The Canadian Securities Administrators (CSA) has granted a two-week extension for the deadline to comment on its consultation on the proposed framework for an independent dispute resolution service with binding authority, presumably the Ombudsman for Banking Services and Investments (OBSI).
With the Sept. 29 deadline, the CSA seeks to give stakeholders and other interested parties enough time to review the proposal and give meaningful feedback, while ensuring timely progress with a critical policy initiative, according to the CSA’s news release.
The CSA reiterated that its consultation centres on the proposed oversight model and process refinements to the dispute resolution service for investor complaints.
The CSA urged stakeholders to submit their input by the new deadline. The CSA noted that the imposition of a final framework would depend on whether the different provincial and territorial governments would enact enabling legislation.
Background
In its news release, the CSA shared that it published its proposed oversight model and process refinements on July 15. The CSA initially provided a 60-day consultation with the deadline of Sept. 15.
According to the CSA’s July 15 news release, the consultation covered its plans for:
- an oversight model to balance between OBSI’s independence and accountability
- refinements to the review and decision stage of the dispute resolution process
- changes to the second-stage review of the dispute resolution process for OBSI compensation recommendations for $75,000 and over, with OBSI obligated to appoint external decision-makers to review recommendations before finalizing the decision
“Introducing binding authority for investment complaints is important to ensure investors have the ability to seek access to an impartial, fair and efficient dispute resolution process, and to give more certainty to businesses over the outcome of claims,” said Stan Magidson, chair of the CSA and chair and CEO of the Alberta Securities Commission, in the prior news release.
Magidson added that the proposed changes were meant to update the structure of Canada’s capital markets and streamline the complaints process, which would ultimately benefit investors and businesses.
In its notice and request for comment, the CSA suggested that stakeholders could respond to the following specific questions:
- Is $75,000 an appropriate threshold amount to require OBSI to appoint an external decision-maker or a panel of external decision-makers at the second stage?

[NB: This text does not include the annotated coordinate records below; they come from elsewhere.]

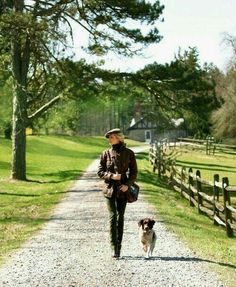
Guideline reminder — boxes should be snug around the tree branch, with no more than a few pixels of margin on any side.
[28,95,62,121]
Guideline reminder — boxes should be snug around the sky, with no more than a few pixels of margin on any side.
[71,0,236,72]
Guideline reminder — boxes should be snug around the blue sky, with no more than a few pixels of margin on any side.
[72,0,236,71]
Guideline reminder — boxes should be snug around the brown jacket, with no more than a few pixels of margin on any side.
[98,145,138,195]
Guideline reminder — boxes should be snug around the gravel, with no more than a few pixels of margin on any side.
[0,150,224,287]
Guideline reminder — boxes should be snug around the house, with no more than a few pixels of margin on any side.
[127,115,187,143]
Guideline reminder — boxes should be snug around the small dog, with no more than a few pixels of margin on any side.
[138,218,157,259]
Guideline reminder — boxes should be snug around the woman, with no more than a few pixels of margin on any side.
[98,129,137,258]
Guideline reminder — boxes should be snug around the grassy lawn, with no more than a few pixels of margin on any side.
[138,152,236,287]
[0,136,236,287]
[176,148,236,185]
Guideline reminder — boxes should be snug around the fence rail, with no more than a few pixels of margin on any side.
[149,140,236,237]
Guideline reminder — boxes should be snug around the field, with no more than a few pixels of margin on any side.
[0,136,236,287]
[138,147,236,287]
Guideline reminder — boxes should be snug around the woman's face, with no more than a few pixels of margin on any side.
[108,134,120,145]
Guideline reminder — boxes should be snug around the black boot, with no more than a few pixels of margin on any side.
[112,245,121,259]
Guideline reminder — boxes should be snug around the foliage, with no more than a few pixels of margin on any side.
[212,35,236,139]
[130,48,218,135]
[0,0,164,180]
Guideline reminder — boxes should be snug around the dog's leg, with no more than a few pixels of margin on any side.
[146,245,151,259]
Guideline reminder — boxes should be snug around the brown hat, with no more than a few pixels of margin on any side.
[105,129,121,138]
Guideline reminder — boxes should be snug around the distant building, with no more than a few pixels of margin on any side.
[127,115,187,143]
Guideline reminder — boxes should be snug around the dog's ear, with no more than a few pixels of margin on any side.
[138,219,143,227]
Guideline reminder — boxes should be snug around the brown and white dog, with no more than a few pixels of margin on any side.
[138,218,157,258]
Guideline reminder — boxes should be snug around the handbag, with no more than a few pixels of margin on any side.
[127,182,139,203]
[111,150,139,203]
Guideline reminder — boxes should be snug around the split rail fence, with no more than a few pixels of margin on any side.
[149,139,236,237]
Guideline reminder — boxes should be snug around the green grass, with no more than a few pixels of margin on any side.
[176,148,236,185]
[0,136,236,287]
[137,153,236,287]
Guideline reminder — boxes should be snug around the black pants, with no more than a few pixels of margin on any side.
[107,189,127,248]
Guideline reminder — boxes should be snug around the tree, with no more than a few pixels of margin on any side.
[0,0,164,180]
[212,34,236,139]
[133,48,219,136]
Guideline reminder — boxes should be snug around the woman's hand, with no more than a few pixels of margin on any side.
[120,184,129,192]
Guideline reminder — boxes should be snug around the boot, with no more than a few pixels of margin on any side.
[112,245,121,259]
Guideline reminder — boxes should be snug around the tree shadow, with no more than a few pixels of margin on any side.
[122,256,236,269]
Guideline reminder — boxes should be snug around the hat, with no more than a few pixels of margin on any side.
[105,129,121,138]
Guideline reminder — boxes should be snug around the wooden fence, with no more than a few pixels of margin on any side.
[149,140,236,237]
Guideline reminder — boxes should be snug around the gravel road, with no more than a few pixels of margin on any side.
[0,148,224,287]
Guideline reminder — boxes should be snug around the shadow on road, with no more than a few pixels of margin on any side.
[121,256,236,269]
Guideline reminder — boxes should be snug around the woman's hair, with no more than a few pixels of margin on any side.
[114,133,125,143]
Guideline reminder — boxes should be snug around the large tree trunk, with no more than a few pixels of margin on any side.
[11,0,29,180]
[12,83,26,180]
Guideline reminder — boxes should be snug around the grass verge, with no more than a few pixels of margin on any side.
[0,136,142,264]
[137,153,236,287]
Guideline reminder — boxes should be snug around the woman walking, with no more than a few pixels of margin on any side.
[98,128,137,258]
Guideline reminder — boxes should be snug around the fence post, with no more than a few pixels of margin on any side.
[222,177,233,237]
[188,167,194,206]
[157,146,162,177]
[213,174,220,225]
[180,166,185,196]
[196,170,202,213]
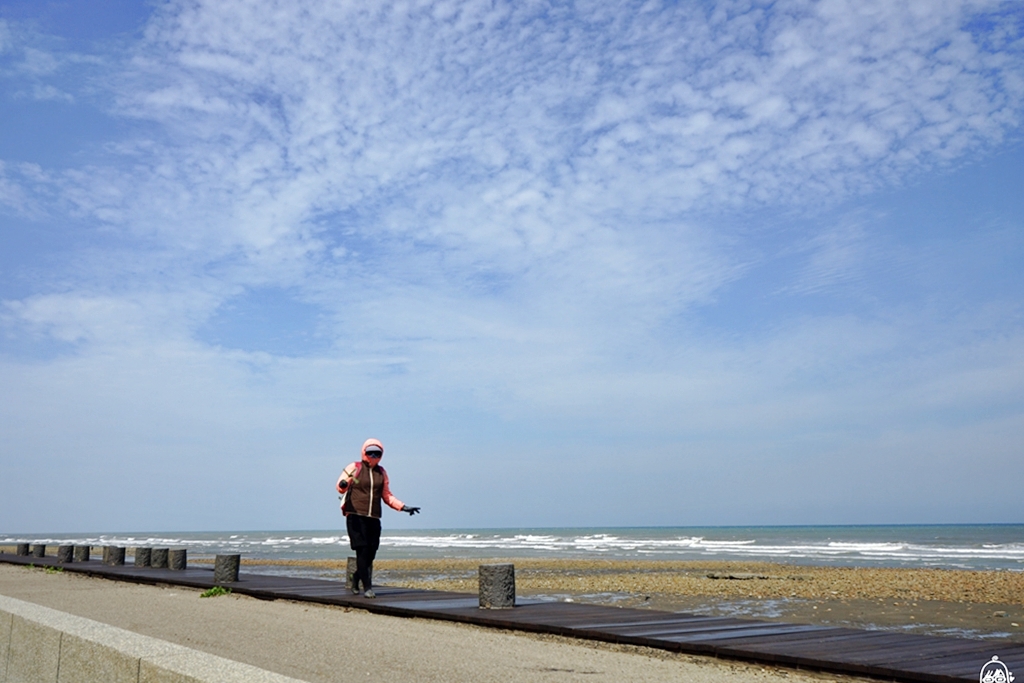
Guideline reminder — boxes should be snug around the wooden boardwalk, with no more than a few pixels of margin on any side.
[0,553,1024,683]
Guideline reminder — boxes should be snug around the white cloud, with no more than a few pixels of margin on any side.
[0,0,1024,528]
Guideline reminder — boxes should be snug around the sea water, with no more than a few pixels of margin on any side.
[0,524,1024,571]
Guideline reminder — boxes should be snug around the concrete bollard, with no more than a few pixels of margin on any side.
[479,564,515,609]
[150,548,169,569]
[213,555,242,584]
[167,548,188,571]
[103,546,125,567]
[345,557,355,588]
[135,548,153,567]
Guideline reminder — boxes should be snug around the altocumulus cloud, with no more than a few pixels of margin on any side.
[0,0,1024,527]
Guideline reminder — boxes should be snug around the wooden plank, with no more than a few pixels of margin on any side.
[0,554,1024,683]
[657,623,820,644]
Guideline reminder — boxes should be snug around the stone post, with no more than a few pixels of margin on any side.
[150,548,168,569]
[103,546,125,567]
[345,557,355,588]
[479,564,515,609]
[167,548,188,571]
[135,548,153,567]
[213,555,242,584]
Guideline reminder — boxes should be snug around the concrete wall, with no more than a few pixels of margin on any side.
[0,595,301,683]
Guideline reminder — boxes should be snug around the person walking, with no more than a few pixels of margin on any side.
[335,438,420,598]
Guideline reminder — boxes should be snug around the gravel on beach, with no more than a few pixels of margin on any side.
[232,558,1024,642]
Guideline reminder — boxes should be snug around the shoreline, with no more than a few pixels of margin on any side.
[237,557,1024,642]
[0,564,868,683]
[4,548,1024,643]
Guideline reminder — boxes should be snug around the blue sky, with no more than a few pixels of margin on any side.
[0,0,1024,531]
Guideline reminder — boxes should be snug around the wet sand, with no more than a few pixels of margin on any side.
[232,558,1024,642]
[0,564,880,683]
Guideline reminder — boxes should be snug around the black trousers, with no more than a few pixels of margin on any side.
[345,513,381,591]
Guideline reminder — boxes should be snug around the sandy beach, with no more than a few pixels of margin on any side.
[226,558,1024,642]
[0,564,880,683]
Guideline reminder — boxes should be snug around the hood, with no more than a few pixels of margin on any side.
[362,438,384,463]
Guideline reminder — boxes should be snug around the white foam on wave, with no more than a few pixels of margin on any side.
[0,529,1024,569]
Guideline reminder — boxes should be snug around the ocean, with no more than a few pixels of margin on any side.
[0,524,1024,573]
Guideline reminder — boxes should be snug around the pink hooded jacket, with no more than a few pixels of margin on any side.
[335,438,406,518]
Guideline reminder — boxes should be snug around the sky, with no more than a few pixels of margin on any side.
[0,0,1024,532]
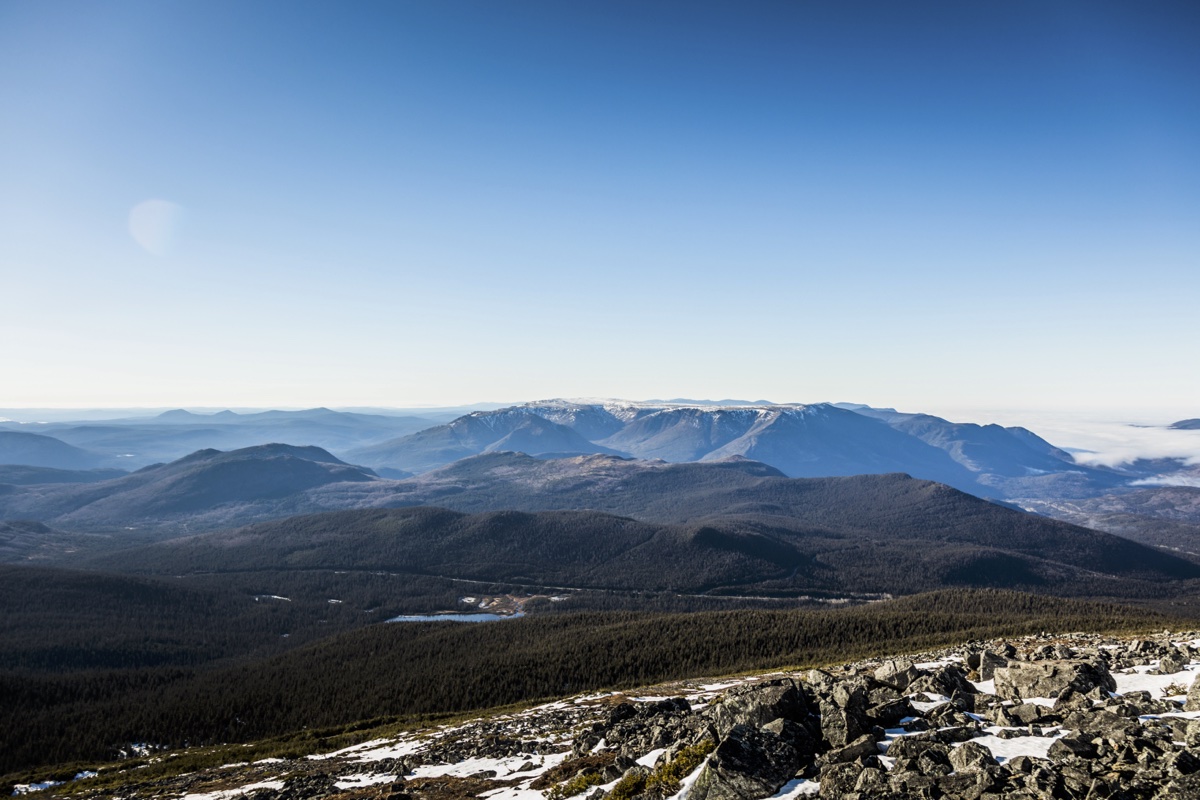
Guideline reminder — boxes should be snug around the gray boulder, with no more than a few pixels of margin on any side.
[950,741,1000,772]
[995,661,1117,700]
[875,658,920,692]
[1183,675,1200,711]
[688,724,800,800]
[709,678,809,736]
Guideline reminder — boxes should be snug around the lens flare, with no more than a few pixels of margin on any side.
[130,199,184,255]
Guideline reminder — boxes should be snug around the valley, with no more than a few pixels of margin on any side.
[0,401,1200,800]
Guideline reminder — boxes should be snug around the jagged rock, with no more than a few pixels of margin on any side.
[1154,775,1200,800]
[1183,675,1200,711]
[907,663,976,697]
[1158,652,1188,675]
[689,726,800,800]
[854,766,888,796]
[875,658,920,692]
[1007,703,1061,724]
[950,741,1000,772]
[762,717,818,758]
[824,733,880,764]
[977,650,1008,680]
[866,698,916,728]
[995,661,1116,700]
[820,762,863,800]
[708,678,809,736]
[1046,732,1097,762]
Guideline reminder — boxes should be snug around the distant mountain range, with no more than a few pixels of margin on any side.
[0,401,1200,546]
[0,431,103,469]
[98,474,1200,596]
[0,444,379,530]
[346,401,1129,498]
[0,408,434,470]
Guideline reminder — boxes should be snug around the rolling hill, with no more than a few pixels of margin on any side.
[347,401,1129,498]
[0,444,377,529]
[0,431,104,470]
[95,475,1200,595]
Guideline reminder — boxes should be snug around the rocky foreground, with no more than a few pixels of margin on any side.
[17,633,1200,800]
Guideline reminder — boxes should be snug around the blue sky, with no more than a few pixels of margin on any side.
[0,0,1200,416]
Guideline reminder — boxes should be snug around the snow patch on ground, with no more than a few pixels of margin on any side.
[769,778,821,800]
[179,781,283,800]
[1112,664,1200,697]
[334,772,397,789]
[954,726,1067,764]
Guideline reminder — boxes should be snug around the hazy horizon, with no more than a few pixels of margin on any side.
[0,0,1200,419]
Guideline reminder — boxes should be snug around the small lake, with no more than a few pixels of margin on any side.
[386,612,524,622]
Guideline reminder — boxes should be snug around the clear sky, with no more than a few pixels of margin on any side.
[0,0,1200,416]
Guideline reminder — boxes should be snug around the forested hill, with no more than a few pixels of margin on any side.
[92,494,1200,595]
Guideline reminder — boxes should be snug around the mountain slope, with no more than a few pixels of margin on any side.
[348,408,614,473]
[37,408,431,468]
[0,431,103,469]
[97,475,1200,594]
[0,444,377,529]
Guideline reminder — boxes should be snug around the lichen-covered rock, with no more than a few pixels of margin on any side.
[708,678,809,736]
[688,726,800,800]
[875,658,920,692]
[950,741,1000,772]
[995,660,1117,700]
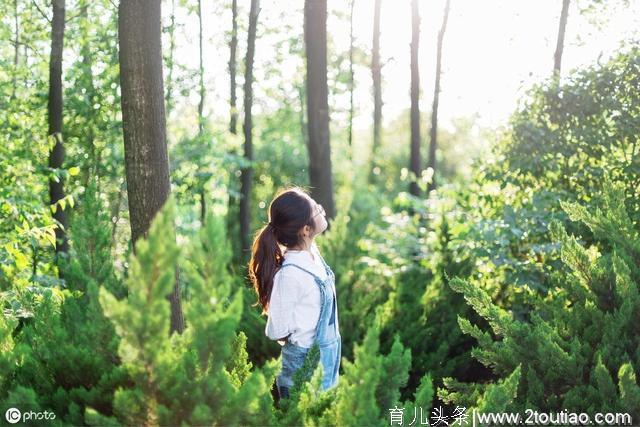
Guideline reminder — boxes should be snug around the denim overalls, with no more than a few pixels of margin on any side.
[276,252,342,397]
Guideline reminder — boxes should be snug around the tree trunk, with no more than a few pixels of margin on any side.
[229,0,238,135]
[198,0,205,136]
[553,0,570,79]
[78,0,100,187]
[370,0,382,178]
[118,0,184,333]
[304,0,336,218]
[349,0,356,160]
[240,0,260,251]
[48,0,69,260]
[409,0,422,196]
[227,0,241,260]
[196,0,207,224]
[167,0,176,115]
[427,0,451,197]
[11,0,20,99]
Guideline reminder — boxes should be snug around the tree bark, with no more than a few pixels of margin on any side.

- Does setting a monetary threshold for the requirement to appoint an external decision-maker at stage two impact the accessibility of the proposed framework for investors?
- What are the potential advantages and disadvantages of permitting OBSI to appoint senior OBSI staff not involved in the first-stage process to a panel conducting the second-stage process in cases that meet or exceed the proposed monetary threshold, if the majority of the panel comprises external decision makers?
- Does the oversight framework strike the appropriate balance between ensuring OBSI’s accountability and maintaining OBSI’s organizational and decision-making independence?
- What would the impact be of maintaining OBSI’s current six-year limitation period?
As the council of the country’s securities regulators, the CSA works to coordinate and harmonize regulations for the Canadian capital markets.